あのあと色々試してみましたがやはり私の表情は変わりませんでした。



表情筋が動かない。

これはいったいなんの罰なのか。

二度目の生も不幸になる?


私だけならまだいい、でも今世の両親も?


そんなのダメだ!


私の脳裏に前世の両親が浮かんで消えた・・・。

私のせいで不幸になった二人、私の存在が死に追いやった二人。

前世の両親に今世の両親の顔がダブる。


ダメ!それだけは絶対ダメ!


それだけは我慢できない!!


でも・・・・私に、今の私に何ができる?


私は無力な三歳児なのだ。


満足に一人で生きても行けない無力な子ども。

それが今の私。





どうすればいい?どうすれば?




今は・・・、そう知識を蓄えなければ・・・・。

もう少し育ったら出て行けばいい・・・

そうすれば、私が原因で二人が死ぬことはないはずなのだから・・・















とりあえず魔法・・・・・そう!魔法を覚えよう!



魔法があればある程度は生きていけるはずだ、知識も力もないなら得ればいい。

まだ時間はあるはずだ、だがなるべく急がなくてはならない。

もう二度と、私のせいで両親を死なせない為に・・・・。





















side ローラ


私の名はローラ、ローラ・ライヒマン

歳は26歳、一児の母です。

そう私には子供がいます、愛しい旦那様との愛の結晶


私たちの娘アウラ


アウラは親の私が言うのもなんですが利発な子です。

教えた事はほとんど一度で覚えてしまう。

面白くなって冒険者時代の知識まで教え込んだのは秘密です。

アウラは面白いほど物覚えがいい、そら恐ろしいほどです。

やはりオラクル持ちは常人と違うのでしょうか?

オラクルとは神が人の子に与える祝福と言われています。

一際神に愛された魂は、時として産まれつきその身に奇跡を内包しているのです。

有名所で言えば、神官が使う治療術もオラクルの一種です。

ただこれは努力とそれに見合う魔力があれば誰にでも使えますが。

他者の心の声を聞く力、あらゆる不浄を浄化する力、距離を無視して渡る力

例を上げれば数あれど私の娘に宿った奇跡は多くの例に当てはまらない稀有なものでした。


黄金瞳、便宜的にそう呼びます。


あらゆる不可思議を見通す眼、魔力の流れや不可視の精霊をも見通すのです。

この子は私たちに見えない世界を生きている。

だからでしょうか、この子は普通の子と違っていました。


歳に似合わず利発な所、同じ歳の子供がすることはほとんどしない所、感情が表に出ない所。
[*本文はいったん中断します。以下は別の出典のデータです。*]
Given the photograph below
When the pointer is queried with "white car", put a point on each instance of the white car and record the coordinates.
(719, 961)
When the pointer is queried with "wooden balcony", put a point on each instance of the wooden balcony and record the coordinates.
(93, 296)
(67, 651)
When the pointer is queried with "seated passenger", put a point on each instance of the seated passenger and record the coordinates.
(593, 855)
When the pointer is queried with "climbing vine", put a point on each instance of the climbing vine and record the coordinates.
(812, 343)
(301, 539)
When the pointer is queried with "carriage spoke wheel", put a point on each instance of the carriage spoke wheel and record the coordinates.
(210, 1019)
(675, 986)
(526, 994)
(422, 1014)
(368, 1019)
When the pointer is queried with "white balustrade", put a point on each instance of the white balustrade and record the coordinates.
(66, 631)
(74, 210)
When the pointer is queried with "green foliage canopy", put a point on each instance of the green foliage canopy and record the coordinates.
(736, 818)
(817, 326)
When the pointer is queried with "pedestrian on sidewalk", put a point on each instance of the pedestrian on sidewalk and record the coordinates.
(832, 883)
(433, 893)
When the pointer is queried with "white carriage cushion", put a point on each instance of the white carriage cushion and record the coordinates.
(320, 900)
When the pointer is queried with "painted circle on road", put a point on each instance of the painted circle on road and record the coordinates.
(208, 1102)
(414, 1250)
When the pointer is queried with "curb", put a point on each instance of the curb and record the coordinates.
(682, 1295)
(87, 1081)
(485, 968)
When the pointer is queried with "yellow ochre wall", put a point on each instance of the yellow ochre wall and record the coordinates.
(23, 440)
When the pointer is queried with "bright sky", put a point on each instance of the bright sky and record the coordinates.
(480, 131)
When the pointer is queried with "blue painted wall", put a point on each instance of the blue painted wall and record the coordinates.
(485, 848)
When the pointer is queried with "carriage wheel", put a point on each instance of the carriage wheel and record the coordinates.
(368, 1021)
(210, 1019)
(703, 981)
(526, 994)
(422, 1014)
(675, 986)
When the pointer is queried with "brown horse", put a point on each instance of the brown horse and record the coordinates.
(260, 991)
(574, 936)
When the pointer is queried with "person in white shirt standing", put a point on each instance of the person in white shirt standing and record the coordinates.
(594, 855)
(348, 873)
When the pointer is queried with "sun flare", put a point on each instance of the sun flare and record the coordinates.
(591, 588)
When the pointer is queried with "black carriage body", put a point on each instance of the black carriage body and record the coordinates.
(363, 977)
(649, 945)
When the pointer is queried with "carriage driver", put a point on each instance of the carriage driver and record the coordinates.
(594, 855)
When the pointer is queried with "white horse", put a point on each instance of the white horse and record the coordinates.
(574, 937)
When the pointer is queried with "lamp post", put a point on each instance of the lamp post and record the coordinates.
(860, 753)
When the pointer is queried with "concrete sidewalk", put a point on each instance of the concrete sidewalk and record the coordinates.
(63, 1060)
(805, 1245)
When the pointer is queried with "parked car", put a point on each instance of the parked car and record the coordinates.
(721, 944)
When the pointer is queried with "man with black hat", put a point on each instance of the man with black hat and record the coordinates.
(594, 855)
あまりに表情に変化がないので不安になって一度司祭様に見ていただいた事があります。

人の心に触れられる司祭様は、アウラには感情がないのではなくそれを表現する力がないと言われました。

感情が表現できない。


それはどんなに辛い事でしょう。


人は多くの感情を持ちます、それを持って他者と通じ、愛し合ったり、憎みあったり、笑いあったり

します。

でもこの子にはそれが出来ないというのです。

原因は不明とのことでした。

あるいは人にはない稀有な力の代償かも知れないとも。


神よ、なぜあなたはこの子に奇跡を与えたのですか?感情という無二の宝を代償にして


神よ、なぜあなたはこの子に力を与えたのですか?


あなたはこの子になにをさせようと言うのですか?


力など要らなかった、この子が人並みに生きられるのならば稀有な力など要らなかったのに・・・





















side アウラ


最近両親が深刻そうに話し合っています。

来るべき時が来たのでしょうか?

まだ私は三歳児、母や父に知識を与えられていても、今だに何も出来ない子供です。


私はどうするべきなのでしょうか?





















side テオドール


もうそろそろ限界かもしれない。

そう思った。

私はテオドール、テオドール・ライヒマン

歳は38歳、一児の父だ。

私が今悩んでいるのはその子供のことだ。

オラクルと呼ばれる神の奇跡を内包して生まれた私の子供アウラ。

オラクルを持って生まれた子供は教会によって検査を受ける。

内包する力の大きさによっては教会の庇護下に入り力の使い方を学ぶのだ。

オラクルを持つ力は時として人の常識を逸脱する。

暴走させれば天災に匹敵する被害が出ることもあるとか。

それほどの力あるものが生まれることは稀有なことだが、その稀有にアウラは当てはまるようなのだ。

これまで確認されたことのない黄金の瞳、便宜的に黄金瞳と呼ばれたものは前例のない力だった。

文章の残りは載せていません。